Everything followed in a daze.

Even though the Bungalow had high walls, gossip found its way above them.

“This is nothing new, the girl is of such breeding, this is what happens when you let a maid above her station…”

“It is a pity, so beautiful and generous a woman like Mihrimah to have to suffer…”

“Just pack the girl off, they have plenty of money, give her wages and chuck her out…”

“He is rich and he may keep a second wife, who knows she may bear him a son, after all it is permissible to have two wives…”

“Mihrimah must forgive him, for he is a good man. It must be an honest mistake; one gives in to temptation…”

“I heard he said the maid was off no consequence, he truly loves the Mistress…”

“The poor have no dignity; their honor is fragile…”

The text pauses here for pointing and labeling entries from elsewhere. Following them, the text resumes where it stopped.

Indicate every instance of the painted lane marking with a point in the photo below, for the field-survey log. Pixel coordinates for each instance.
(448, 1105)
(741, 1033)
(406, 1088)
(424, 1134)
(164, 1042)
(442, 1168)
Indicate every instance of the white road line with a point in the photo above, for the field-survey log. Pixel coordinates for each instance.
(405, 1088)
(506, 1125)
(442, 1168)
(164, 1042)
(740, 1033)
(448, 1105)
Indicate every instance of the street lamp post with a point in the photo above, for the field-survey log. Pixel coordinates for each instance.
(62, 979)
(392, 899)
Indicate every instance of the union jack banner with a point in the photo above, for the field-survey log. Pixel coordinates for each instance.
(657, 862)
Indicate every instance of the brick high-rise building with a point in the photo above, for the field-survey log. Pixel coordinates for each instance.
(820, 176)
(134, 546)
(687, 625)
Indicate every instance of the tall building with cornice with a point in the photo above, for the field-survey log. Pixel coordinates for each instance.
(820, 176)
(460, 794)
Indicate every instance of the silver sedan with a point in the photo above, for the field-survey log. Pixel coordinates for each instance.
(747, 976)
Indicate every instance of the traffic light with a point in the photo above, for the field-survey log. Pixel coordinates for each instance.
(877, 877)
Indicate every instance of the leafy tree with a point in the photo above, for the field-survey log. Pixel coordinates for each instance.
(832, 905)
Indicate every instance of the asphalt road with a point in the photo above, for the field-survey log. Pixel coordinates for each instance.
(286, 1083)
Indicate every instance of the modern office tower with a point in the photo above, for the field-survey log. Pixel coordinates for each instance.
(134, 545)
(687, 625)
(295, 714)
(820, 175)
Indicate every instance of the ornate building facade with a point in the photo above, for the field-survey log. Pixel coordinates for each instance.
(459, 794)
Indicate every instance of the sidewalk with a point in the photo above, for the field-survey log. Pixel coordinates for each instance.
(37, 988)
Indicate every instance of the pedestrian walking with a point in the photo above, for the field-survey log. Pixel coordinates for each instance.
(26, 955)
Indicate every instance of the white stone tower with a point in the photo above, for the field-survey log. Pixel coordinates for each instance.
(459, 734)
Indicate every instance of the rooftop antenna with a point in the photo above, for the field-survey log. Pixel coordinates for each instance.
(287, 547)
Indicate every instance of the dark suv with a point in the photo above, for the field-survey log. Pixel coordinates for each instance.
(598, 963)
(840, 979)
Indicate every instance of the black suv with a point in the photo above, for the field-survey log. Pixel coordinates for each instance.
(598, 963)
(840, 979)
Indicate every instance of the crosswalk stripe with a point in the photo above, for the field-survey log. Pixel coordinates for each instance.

“He is a man; men will be men…”

These and many more opinions floated in the air. All these thoughts passed through Mihrimah’s mind too. She looked at her lovely Mumtaz. At young Thasneem, pale, her eyes heavy and red. The years, the beautiful moments flashed through her mind. She saw vividly a sunset. She was sitting on the stone veranda cutting ripe mangoes. The air was filled with the chirping of birds. Kaleel sat besides her talking animatedly. One moment she was laughing as she ate the juicy mangoes. The next moment she found herself vomiting. She had been pregnant.
She walked towards the window. Tears rolled down her cheeks until at last she was sobbing. Kaleel had not yet returned. He had spoken of an official engagement that required him to be in a nearby town. He knew that she knew.

Mihrimah soon wiped her tears, her hair was done. She wore her ornaments and her daily countenance as she walked through the long corridors into the kitchen. She looked at Thasneem, who looked down impassively. At little Mumtaz busy at play.

That night Kaleel returned home. She would have cooled down. But he must apologize. ‘Ah dearest and adored one’, thoughts of her filled his mind from the moment he had left home.

He rushed to their room. The bedroom was empty, so was the nursery. No one knew where the Mistress had gone. At first Kaleel made enquiries at her father’s home. Wherever she went, this was her home and she would return. The days became weeks, and the weeks turned to months, the months to years.

Whether Mr. Kaleel ever met Mihrimah we do not know. That would be another story.

But my confident who by then grew into a young woman and was married off to a faraway town knew of a lady who lived by herself and her daughter. She was still as graceful as the Lady with the fan. They said she wrote to the papers and asked men and women to join and rally for the half naked apostle who with love would send the White Masters back to their homeland. Along with them lived a young woman, fiercely loyal to her Mistress and daughter. An educated young woman who would soon find her place in free India.